The Ulster Unionist Party has changed and is changing, according to one of the party's candidates in South Belfast. In a speech delivered on Saturday, Dr Esmond Birnie said: "Whatever mistakes unionism is perceived to have made in the past, the Ulster Unionist Party has changed and is changing. I am proud to be amongst the new unionists.
"The surest and best way to secure the Union is to create a Northern Ireland where people of all the traditions can feel happy, comfortable and at home."
Dr Birnie (33), is a lecturer in economics and is running in the middle-class South Belfast constituency with Mr Jim Clark and Mr Michael McGimpsey, both councillors.
Meanwhile, the Sinn Fein candidate in South Antrim, Mr Martin Meehan, has welcomed an electoral voting pact with local SDLP candidate, Mr Thomas Burns. He would be seeking to cement it in a meeting with Mr Burns's running-mate, Mr Donovan McClelland, later this week.

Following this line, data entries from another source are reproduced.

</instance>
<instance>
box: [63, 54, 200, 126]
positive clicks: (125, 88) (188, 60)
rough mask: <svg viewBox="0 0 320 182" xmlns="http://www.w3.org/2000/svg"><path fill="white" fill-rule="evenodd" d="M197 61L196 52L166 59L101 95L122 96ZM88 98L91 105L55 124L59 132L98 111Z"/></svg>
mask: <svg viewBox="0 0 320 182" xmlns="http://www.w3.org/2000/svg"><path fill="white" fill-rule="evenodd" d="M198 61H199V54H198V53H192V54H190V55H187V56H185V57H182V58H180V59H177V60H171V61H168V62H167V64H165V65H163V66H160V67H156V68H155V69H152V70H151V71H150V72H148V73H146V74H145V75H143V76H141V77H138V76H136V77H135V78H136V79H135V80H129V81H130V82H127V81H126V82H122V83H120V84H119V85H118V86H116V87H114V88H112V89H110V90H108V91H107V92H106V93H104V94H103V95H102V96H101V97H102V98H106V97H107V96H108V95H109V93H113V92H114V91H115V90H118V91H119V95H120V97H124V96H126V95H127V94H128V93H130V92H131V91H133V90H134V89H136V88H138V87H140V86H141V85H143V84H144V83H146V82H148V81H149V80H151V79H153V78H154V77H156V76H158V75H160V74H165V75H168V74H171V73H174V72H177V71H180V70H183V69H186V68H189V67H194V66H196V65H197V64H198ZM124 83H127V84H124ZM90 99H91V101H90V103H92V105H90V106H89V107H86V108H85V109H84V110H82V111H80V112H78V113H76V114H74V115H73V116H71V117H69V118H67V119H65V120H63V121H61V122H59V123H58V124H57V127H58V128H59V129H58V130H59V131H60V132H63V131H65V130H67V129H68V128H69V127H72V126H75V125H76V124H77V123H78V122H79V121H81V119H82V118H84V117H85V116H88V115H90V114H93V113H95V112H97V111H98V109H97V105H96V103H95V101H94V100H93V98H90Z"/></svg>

"It is essential that nationalists maximise their representation in the Assembly in order to prevent it turning into another Stormont," he said.
The overall policy of the SDLP is to urge voters to continue their preferences for pro-Agreement candidates, without specifying which ones, and the party has said it expects them to transfer to the UUP and Alliance as well as Sinn Fein.
Also campaigning over the weekend, the Workers' Party candidate in West Tyrone, Mr Tommy Owens, warned voters to avoid parties like the DUP and Sinn Fein which were trying to use marches and parades to heighten sectarian tensions in the run-up to the election.